Alternate Approach

copyright © 2010 by Robert L. Blau

"So how did the audit turn out, Michael?"

"Great, Lord! Ninety-nine percent of all species passed with flying colors."

"Fantastic," said God. "That's very goo ... 99%, you said? Why only 99? What about the other 1%?"

The archangel fidgeted. "That would be the, um, the humans."

God raised an ineffable eyebrow. "Ok," he said, "spill it."

"Disaster!" sobbed Michael. "Utter disaster. They don't get it at all. You give them something nice like that and five minutes later, they're spitting and arguing and fighting. The bigger, stronger ones bully the smaller, weaker ones. The weasely ones make up rules and claim special privileges for themselves."

"Rules?" asked God suspiciously. "What kind of rules?"

'You won't believe this," said Michael. "The number 1 rule is that it's forbidden unless you bless it."

"Oh, that's simple," said God with some relief. "I do bless it."

"No, you don't understand, Lord," said Michael. "When they say you have to bless it, they mean that some guy in a funny suit has to mumble some words."

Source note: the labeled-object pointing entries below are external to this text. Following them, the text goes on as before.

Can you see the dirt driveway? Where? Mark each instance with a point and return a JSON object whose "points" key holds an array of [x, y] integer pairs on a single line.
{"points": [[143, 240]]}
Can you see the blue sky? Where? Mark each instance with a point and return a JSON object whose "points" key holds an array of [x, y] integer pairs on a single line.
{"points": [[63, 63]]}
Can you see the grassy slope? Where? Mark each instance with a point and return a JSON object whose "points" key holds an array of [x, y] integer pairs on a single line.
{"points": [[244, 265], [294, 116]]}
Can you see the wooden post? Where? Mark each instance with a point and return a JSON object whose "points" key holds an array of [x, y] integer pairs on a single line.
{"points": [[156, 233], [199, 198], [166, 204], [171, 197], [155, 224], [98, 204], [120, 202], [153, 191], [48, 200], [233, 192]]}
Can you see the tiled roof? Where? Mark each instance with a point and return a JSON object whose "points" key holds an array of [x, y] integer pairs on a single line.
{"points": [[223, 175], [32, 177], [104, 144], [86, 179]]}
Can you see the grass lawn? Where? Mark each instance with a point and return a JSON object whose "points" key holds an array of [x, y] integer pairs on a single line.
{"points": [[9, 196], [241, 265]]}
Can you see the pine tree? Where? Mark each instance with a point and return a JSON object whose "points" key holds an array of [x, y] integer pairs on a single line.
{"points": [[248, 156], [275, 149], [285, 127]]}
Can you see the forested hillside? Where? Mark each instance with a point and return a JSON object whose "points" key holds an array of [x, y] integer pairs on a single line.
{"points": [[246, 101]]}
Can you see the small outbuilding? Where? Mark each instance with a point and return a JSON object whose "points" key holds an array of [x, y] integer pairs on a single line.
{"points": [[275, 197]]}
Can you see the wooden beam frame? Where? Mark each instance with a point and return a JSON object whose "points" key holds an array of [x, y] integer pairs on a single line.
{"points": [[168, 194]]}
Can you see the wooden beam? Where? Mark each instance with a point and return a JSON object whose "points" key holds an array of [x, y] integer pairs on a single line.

"What guy in a funny suit?" asked God. "I don't know about any guy in a funny suit."

"It's not just one guy," explained Michael. "They have these things called 'religions' that purport to be the manifestations of your will on earth. There are a bezillion of them, each claiming to be the one and only True Religion (yes, in caps), and each of them has a shipload of guys in funny clothes who claim to be your mouthpiece. Robes are very popular. And silly looking hats. Oh, and get this: if the guy in the clownsuit - which is to say, your Right Hand on Earth - hasn't said the magic words, ... it's evil."

"Ok," sighed God. "I can see that this is not going to be sustainable. I'm just going to have to re-do humans a different way."

"Remember," warned Michael, "you're not only going to have to find another means of reproduction, but also find something to replace the pleasurable aspects."

"What?" laughed God. "Now, you are telling me how to run the creation business?"

*******

Little Rhonda was bouncing up and down excitedly. "Papa! Papa!" cried Rhonda. "The new baby's here! The new baby's here! And it's so cute! Can we call it 'Ethan?' Huh? Huh?"

"Well, that was what we agreed to before," said Papa."But what's wrong with Daddy? Ed, what happened?"

"The UPS guy attacked me," said Ed. "It's ok, Johnny. I already got the arm splinted up, and the black eye will go away in no time."

"But ... why?" asked Johnny.

"Oh, I let slip that we'd ordered Rhonda via Fed Ex," Ed explained.

"But we were is such a hurry, then," protested Johnny. "Didn't you mention that?"

"I did," said Ed, "but it didn't make any difference. Those guys are very jealous."

"Oh, right," replied Johnny. "You should've called me at work. I could've come home. Together, we could've kicked that bum's ass. Or kicked that ass's bum."

"Really," said Ed, waving away the partner's concern. "It's fine."

"I'll tell you what!" said Johnny. "Let's celebrate! How about some ice cream?"

"Ooh, ooh, ooh!" Rhonda was bouncing again. "Let's go to Creamy's!"

Johnny froze. "Creamy's?" Johnny asked suspiciously. "What do you know about Creamy's?"

"It was just a treat for the kid," said Ed quickly. "You were at work ..."

"It's ok," piped Rhonda helpfully. "Unca Ronnie came, too!"

"You took Ronnie?" Johnny's teeth were clenched. "And you didn't take me?"

"Ronnie just happened to be around," stammered Ed unhappily. "It was all very innocent."

"Daddy had a mikshake," offered Rhonda.

"A milkshake?" screeched Johnny.

"Tutti-frutti!" chirped Rhonda.

"A TUTTI-FRUITI milkshake?" gasped Johnny. "You whore!"

"Johnny, please," sputtered Ed. "Language. The child."

"Oh, no. It was fine," said Rhonda the peacemaker. "It was delicious!"

"AND you let THE CHILD Taste it?" screamed Johnny. "Have you no shame?"

"It ... it ... didn't mean a thing!" squeaked Ed, dredging up the curious phrase from some deeply buried species memory.

"Out!" screamed Johnny. "Out of my house! This instant! And stay away from my children! If you have anything more to say, you can tell it to my lawyer!"

*******

"Well?" asked Michael with eyebrows raised and an ill-concealed smirk.

God shook the holy head. "It must be something hardwired into the human circuitry," he shrugged. "Beats the hell out of me."